Le contraddizioni di una società ancora fortemente attuale
L’autore fu considerato un genio della letteratura già quando era in vita, per la sua modalità di alternare romanticismo e realismo, ma anche per l’astuzia letteraria di smascherare i mali della società attraverso il più efficace dei correttivi: il riso. Mazzotta sintetizza e riepiloga questo colore intenzionale, e mette sulla scena le contraddizioni di una società ancora fortemente attuale con la sua morale da parata e le sue tournée di inganni mondiali, e proprio come l’amato romanziere dell’Est, mostra le assurdità della burocrazia e l’anima nera dei funzionari al potere, senza però incitare alla rivolta sociale, ma con tolleranza invita lo spettatore a una riflessione universale. Prodotto dai Teatri Nazionali di Napoli e del Veneto e presentato in prima nazionale al San Ferdinando di Napoli, Le anime morte. Ovvero le [dis]avventure di un onesto truffatore custodisce la sua piena essenza di classico. In scena dal 3 fino a domenica 13 aprile 2025.
Sul palco un pezzo di contemporaneità in contrasto con i costumi antichi
Mazzotta dichiara apertamente: «Oggi che si fanno discorsi di geopolitica e di economia senza considerare l'umanità sulla quale andranno a impattare è più o meno la stessa cosa che contrattare il prezzo dei morti». Federico Vanni, è una simpatica canaglia, imbroglione d'alto borgo, riesce a far valere le sue ragioni con voce, mimica e personalità. Tanta. Lo si adora sulla scena, ma in questo nessuno è da meno: Gennaro Apicella, Raffaele Ausiello, Gennaro Di Biase, Salvatore D’Onofrio, Antonio Marfella, Alfonso Postiglione, Luciano Saltarelli, e l'unica, potente presenza femminile di Milvia Marigliano. Il libero adattamento si è avvalso della collaborazione di Igor Esposito, mentre le scene, decisamente non classiche di Fabrizio Comparone, hanno portato sul palco un pezzo di contemporaneità in contrasto con i costumi antichi di Eleonora Rossi. Inizialmente spiazzante, il gioco ha funzionato.

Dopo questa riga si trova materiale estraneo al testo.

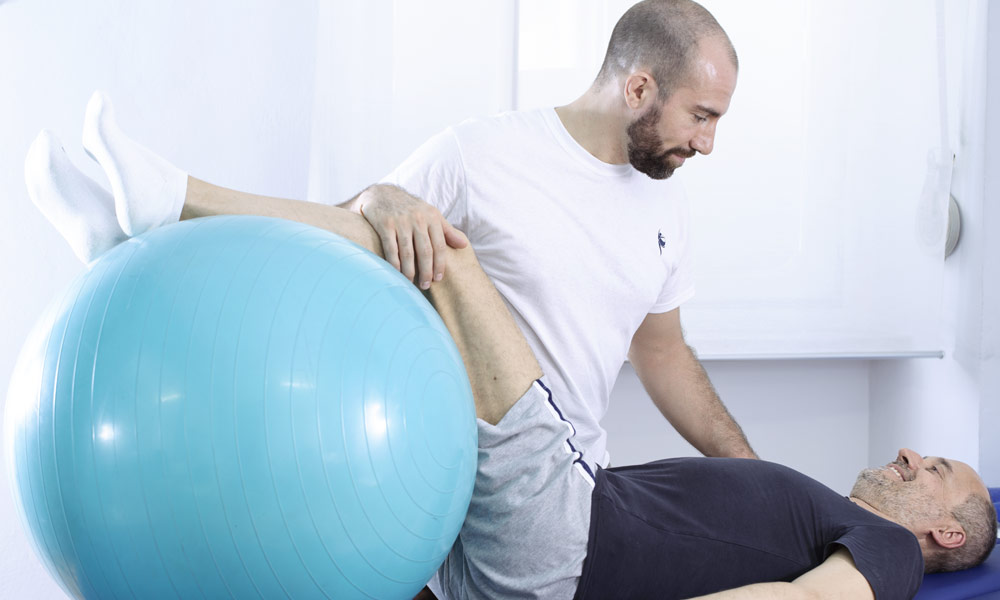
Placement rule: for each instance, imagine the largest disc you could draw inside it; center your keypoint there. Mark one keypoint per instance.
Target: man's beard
(903, 502)
(644, 147)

Una performance sottile e grottesca
Vedere a esempio, il ruolo di Postiglione accomodarsi vestito elegantemente in doppiopetto su una sedia in legno tipica delle nostre scuole, è sembrato stonasse, finché non è arrivato in scena lo smoking color viola, abbinato a maglia e calzini dello sfortunato colore. E allora anche i picchi volutamente dialettali di Salvatore D’Onofrio, e i contributi digitali di Antonio Farina risultano essere una protesta agli eventi narrati. Una performance sottile e grottesca che la sera della prima ha dato un lungo applauso a scena aperta per il Nozdrev interpretato da Raffaele Ausiello; l'unico personaggio che nella sua ubriachezza ha il coraggio di dire la verità. L'unico uomo fuori dalla giostra dell'ipocrisia, che non ha nulla da perdere né da nascondere. Abbiamo visto la Russia e le sue fredde terre attraverso di lui. Abbiamo visto noi stessi e la nostra incoscienza anche - attraversati - dalle musiche di Massimo Cordovani, che hanno accompagnato i diversi piani della narrazione con intensità e ironia.

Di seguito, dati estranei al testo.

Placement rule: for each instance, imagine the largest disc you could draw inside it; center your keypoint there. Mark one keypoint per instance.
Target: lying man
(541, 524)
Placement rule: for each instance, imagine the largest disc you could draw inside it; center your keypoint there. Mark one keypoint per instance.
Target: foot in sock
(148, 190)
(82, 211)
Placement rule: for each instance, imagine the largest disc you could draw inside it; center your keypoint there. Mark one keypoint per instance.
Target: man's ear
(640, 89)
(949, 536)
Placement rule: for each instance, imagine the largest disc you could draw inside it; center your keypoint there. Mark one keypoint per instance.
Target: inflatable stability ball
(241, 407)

Che ti metti a firmare così su due piedi senza ragionare un poco
Un materasso di plastica pieno d’aria, una giostra circolare che diventa un’aula di tribunale, ubriaconi, gente composta e spazi ampi. Atmosfere oniriche e grottesche puntellate dalle luci inconfondibili di Cesare Accetta, di cui resta particolarmente cara la penombra della casa di Karoboka. Con pochi elementi abbiamo immaginato la campagna e il portone e il freddo e l'affare fiutato e la malizia di ogni uomo che crede di essere più furbo dell'altro. "Io questi contadini ve li regalo e ci pagherò anche le tasse come si fa tra uomini per bene. È una cosa da niente!". L'importante è fare tutto secondo le regole e in carta bollata. Non c'è classe sociale che tenga, non c'è luogo della terra in cui non valga la satira a cui abbiamo applaudito. Noi, che dalla platea agitiamo le mani, proprio noi a cui, per pochi istanti, il protagonista sembra parlare direttamente. Noi, che proprio come la "povera vedova" cerchiamo l'affare a ogni costo: "Che ti metti a firmare così su due piedi senza ragionare un poco?! Mi ha fregato! Cretina che sono! Adesso corro in città...io lo devo sapere a quanto vanno i morti!".